TEMPO.CO, Jakarta -Kepala Seksi Pelayanan Kesehatan Rujukan dan Krisis Kesehatan DKI Jakarta, Sulung Mulia Putra mengatakan pelaku usaha stem cell ilegal yakni dr. Oeping Handajanto memiliki izin praktik perorangan yang dikeluarkan oleh Dinas Penanaman Modal dan Pelayanan Terpadu Satu Pintu.
"Dan izinnya masih berlaku," kata Sulung di Polda Metro Jaya, Kamis petang, 16 Januari 2020.
Namun, Sulung mengatakan bahwa klinik tempat dr. Oeping berpraktik sel punca di Hubsch Clinic Ruko Bellepoint, Jalan Kemang Selatan VIII, Mampang Prapatan, Jakarta tidak memiliki izin. Begitu juga dengan sertifikasi keahliannya dalam penyuntikan sel.
Menimbang terbongkarnya kasus praktik penyuntikan sel punca ilegal, Sulung mengatakan bahawa izin praktik dr. Oeping sebagai dokter umum terancam dicabut.

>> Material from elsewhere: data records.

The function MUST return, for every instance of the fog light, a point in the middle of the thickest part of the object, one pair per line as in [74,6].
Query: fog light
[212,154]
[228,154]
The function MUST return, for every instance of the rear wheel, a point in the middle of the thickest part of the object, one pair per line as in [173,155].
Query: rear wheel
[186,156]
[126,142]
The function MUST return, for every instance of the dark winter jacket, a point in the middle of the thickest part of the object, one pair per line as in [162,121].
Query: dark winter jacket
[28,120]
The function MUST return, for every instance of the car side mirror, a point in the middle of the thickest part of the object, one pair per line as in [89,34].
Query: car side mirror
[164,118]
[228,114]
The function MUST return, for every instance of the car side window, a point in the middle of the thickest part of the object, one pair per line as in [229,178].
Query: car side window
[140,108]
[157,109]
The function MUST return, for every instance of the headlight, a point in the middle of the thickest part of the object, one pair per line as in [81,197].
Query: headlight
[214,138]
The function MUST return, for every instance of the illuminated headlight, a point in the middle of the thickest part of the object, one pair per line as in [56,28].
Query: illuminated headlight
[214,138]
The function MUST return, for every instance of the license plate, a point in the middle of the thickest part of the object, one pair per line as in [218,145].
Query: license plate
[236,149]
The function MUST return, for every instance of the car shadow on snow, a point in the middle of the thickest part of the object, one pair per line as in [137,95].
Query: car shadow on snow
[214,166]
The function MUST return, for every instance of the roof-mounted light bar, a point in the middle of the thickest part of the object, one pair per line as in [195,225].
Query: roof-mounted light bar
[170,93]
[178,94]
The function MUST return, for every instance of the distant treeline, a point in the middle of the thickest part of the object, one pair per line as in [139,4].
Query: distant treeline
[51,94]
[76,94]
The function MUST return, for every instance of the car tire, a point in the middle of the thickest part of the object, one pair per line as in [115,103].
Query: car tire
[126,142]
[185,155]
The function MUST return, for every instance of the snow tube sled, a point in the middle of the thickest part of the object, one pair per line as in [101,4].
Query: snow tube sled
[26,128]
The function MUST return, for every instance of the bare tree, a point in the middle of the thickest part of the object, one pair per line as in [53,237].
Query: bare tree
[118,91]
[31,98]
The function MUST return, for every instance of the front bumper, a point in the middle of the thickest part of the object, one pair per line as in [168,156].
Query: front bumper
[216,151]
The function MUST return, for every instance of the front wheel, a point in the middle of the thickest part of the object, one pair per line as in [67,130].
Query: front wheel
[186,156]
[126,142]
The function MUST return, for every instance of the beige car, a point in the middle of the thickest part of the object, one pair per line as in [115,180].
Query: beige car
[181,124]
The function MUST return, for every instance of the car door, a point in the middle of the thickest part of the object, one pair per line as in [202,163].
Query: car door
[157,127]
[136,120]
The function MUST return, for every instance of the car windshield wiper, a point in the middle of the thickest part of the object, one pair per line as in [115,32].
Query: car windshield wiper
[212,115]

Para Tersangka dr. Oeping Handajanto (kiri), Yusuf Wibisono (kanan) dan Loisje Jumarani P (tengah), ditampilkan saat konferensi pers di Gedung Krimum Polda Metro Jaya, Jakarta, Kamis, 16 Januari 2020. Pelaku membuka klinik tanpa izin dan menggunakan alat farmasi yang tidak sesuai standar ketentuan. TEMPO/Ahmad Tri Hawaari
"Kami akan berkoordinasi dengan organisasi profesi yang mengeluarkan rekomendasi izinnya, nanti organisasi profesi dan Dinas Kesehatan DKI Jakarta akan mengambil keputusan," kata dia.
Direktorat Reserse Kriminal Umum Polda Metro Jaya tak hanya membongkar praktik ilegal sel punca di Hubsch Clinic Ruko Bellepoint. Namun juga yang berada di Hotel Grand Dika, Jalan Iskandar Syah, Jakarta Selatan. Selain Oeping, dua pelaku lain yakni Yusuf Wibisono (46) dan Loisje Jumarani P. (48) ditangkap.
Oeping berperan sebagai dokter umum yang melakukan penyuntikan sel punca. Sementara Yusuf merupakan perwakilan perusahaan K Cells Power Co. Ltd Jepang di Indonesia yang mendatangkan sel punca. Sedangkan Jumarani bekerja di bagian administrasi. Mereka menjual sel punca tanpa mengatongi izin edar dari Badan Pengawas Obat dan Makanan (BPOM).
Atas perbuatannya, para tersangka praktik stem cell ilegal dijerat pasal berlapis. Yaitu, Pasal 204 Ayat 1 dan atau Pasal 263 dan atau Pasal 75 Ayat 1 Kitab Undang-Undang Hukum Pidana (KUHP). Selanjutnya, Pasal 76 Undang-Undang Nomor 29 tahun 2004 tentang praktik kedokteran dan atau Pasal 201 juncto Pasal 197 juncto Pasal 198 juncto Pasal 108 Undang-Undang Nomor 36 tahun 2009 tentang kesehatan dan atau Pasal 8 Ayat 1 huruf A Undang-Undang Nomor 8 tahun 1999 tentang perlindungan konsumen juncto Pasal 55 dan 56 KUHP.